8 comments

  • tastyfreeze 2 hours ago ago

    Great article. Fungi produced the environment we now live in. The symbiotic relationship plants have with fungi is the basis behind the idea of no-till farming. Plants are much healthier and require less input when there is a thriving fungal community in the soil. Tilling kills fungal mycelium and turns the balance to bacteria.

    • adrian_b 42 minutes ago ago

      Besides such uses in improving traditional agriculture, I believe that the future of protein production, which is needed to supplement plant-based food, does not stay in making fake meat from animal cell cultures, like many attempt to do today, in order to sell to rich vegans.

      In my opinion, with animal cell cultures it is extremely unlikely to ever be able to produce proteins at a competitive cost. By competitive cost I mean that any such proteins should cost much less than chicken meat (per protein content).

      What I believe to be the right solution, because this should be able to produce high-quality proteins at lower costs than from any animal source, is to use cultures of genetically-modified fungi, which produce some high-quality proteins, e.g. whey protein or egg white protein. There already exist genetically-modified strains of the fungus Trichoderma, which produce such animal proteins, instead of the enzymes that they normally secreted into their environment. Such proteins can be separated from the fungal culture medium by ultrafiltration, in the same way how one makes from whey or milk whey protein concentrate or milk protein concentrate.

      • spongebobstoes 12 minutes ago ago

        vegan options lack flavor/texture. cost isn't the main issue

  • djoldman an hour ago ago

    As an aside, I'm always perplexed by these statements:

    > There are as many as 12 million species of fungi, yet there are just 155,000 or so known species, leaving vast numbers undescribed.

    "There are as many as 12 million species of fungi, yet there are just 155,000 or so known species..."

    The second number makes sense: it's how many species we've identified. But the first number... how can we know how many we don't know?

    This kind of thing pops up all the time (X number of crimes go "unreported"... if they're unreported how can we say that?).

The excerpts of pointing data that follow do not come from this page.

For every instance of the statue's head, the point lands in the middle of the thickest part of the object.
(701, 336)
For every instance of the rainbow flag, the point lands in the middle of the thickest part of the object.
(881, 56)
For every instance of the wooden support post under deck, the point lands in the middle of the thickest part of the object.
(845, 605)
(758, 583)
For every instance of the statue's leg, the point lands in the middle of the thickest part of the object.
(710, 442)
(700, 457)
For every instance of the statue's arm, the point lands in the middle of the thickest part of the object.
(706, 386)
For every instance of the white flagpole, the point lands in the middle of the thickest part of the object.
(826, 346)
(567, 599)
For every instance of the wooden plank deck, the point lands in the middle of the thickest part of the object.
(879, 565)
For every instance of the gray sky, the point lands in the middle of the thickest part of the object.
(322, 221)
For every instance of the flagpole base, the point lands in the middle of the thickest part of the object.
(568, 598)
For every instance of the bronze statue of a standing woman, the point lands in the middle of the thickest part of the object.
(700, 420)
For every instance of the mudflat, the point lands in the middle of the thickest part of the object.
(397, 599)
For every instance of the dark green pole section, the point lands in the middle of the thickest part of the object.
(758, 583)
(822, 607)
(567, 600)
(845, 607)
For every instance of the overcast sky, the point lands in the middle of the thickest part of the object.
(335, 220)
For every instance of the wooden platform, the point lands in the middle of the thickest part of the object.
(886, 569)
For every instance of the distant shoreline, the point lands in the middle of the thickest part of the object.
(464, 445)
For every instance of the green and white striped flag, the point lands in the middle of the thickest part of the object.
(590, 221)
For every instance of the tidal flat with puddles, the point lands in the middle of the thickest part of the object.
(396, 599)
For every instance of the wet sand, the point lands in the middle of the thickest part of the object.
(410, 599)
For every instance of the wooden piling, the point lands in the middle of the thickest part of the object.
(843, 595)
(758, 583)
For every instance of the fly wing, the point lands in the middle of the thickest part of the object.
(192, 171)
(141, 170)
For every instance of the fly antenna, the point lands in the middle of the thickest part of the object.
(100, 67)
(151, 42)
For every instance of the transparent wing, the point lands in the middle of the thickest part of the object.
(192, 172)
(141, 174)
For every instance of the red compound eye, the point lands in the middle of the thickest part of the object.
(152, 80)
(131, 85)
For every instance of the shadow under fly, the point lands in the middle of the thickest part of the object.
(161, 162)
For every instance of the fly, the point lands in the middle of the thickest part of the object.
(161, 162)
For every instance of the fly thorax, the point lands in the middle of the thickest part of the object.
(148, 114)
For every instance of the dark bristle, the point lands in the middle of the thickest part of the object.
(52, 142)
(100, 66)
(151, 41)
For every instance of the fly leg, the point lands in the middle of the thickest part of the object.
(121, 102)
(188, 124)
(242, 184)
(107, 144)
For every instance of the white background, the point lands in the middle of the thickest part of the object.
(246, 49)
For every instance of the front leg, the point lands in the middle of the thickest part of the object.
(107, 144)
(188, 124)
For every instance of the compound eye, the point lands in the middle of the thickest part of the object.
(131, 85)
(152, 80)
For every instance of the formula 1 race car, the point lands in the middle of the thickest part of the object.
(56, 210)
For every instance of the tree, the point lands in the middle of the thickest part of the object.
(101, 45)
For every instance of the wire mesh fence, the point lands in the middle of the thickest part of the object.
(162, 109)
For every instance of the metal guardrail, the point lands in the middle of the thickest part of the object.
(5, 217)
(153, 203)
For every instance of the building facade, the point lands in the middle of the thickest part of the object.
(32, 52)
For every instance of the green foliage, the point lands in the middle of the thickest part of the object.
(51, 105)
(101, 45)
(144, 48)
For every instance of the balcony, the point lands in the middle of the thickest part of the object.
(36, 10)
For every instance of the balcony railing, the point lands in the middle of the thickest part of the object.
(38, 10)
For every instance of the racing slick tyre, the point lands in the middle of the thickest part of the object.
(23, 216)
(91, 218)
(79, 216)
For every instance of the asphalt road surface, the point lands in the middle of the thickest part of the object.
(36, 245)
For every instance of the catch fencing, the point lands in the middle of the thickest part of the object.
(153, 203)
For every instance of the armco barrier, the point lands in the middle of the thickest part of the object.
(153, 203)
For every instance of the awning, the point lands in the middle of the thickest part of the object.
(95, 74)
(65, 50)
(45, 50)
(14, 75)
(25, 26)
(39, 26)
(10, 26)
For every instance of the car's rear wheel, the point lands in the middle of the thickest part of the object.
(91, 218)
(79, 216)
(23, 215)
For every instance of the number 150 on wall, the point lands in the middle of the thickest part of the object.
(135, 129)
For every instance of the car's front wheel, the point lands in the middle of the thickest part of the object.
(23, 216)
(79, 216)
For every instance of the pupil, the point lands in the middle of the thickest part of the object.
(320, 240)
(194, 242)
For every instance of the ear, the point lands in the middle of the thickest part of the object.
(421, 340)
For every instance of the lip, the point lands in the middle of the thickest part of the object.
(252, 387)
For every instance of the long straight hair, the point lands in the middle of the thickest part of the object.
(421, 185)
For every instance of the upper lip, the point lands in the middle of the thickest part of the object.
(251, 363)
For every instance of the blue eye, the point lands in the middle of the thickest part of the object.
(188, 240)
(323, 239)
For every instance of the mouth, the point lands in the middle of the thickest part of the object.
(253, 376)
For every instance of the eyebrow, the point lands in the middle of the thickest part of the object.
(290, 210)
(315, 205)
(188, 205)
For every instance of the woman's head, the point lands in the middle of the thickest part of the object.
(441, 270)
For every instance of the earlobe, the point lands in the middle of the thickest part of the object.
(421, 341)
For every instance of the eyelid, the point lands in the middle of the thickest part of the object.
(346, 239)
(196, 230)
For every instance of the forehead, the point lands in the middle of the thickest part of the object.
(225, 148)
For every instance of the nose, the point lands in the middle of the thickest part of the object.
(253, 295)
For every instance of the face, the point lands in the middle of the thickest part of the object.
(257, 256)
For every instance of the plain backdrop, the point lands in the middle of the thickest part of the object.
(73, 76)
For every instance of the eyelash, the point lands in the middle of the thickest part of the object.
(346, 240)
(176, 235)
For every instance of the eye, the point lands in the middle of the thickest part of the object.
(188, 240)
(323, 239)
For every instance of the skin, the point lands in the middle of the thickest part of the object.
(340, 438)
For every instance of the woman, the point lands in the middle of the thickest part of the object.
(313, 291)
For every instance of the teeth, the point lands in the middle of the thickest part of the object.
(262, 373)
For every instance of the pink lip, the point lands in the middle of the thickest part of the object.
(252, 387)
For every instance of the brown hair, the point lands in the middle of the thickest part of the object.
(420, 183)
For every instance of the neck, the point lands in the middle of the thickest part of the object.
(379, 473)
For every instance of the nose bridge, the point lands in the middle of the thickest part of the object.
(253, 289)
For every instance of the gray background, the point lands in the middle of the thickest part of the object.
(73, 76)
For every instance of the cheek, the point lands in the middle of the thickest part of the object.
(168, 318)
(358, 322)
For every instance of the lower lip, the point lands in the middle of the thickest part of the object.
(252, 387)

    I get that they may be estimates. If so, it's pretty important that that estimation process is described.

    Might as well say there are as many as 12 trillion species of fungi.

    • andrewflnr 40 minutes ago ago

      It's probably something like, here are the environments where we've done comprehensive surveys, here are the kind of different situations where we expect to find different species (decomposers of various types, mycorrhizal, within plants, within animals, on surfaces, specialists, generalists, climates, etc). Multiply the species from places where we've probably found most of them by the number of places where we've only found the most obvious fungi. However it works it's going to have big error bars, reflected in the fact that 12M species is the upper end of a range starting at 2.2M.

    • sejje 19 minutes ago ago

      > 12 trillion species of fungi

      Give it enough time, it could happen

    • a_t48 an hour ago ago

      There's probably a really good answer using statistics, but it's beyond me.

  • asmodeuslucifer 36 minutes ago ago

    Two mushrooms walk into a bar.

    The bartender says "You can't come in here."

    They say "Oh C'mon we're fun guys!"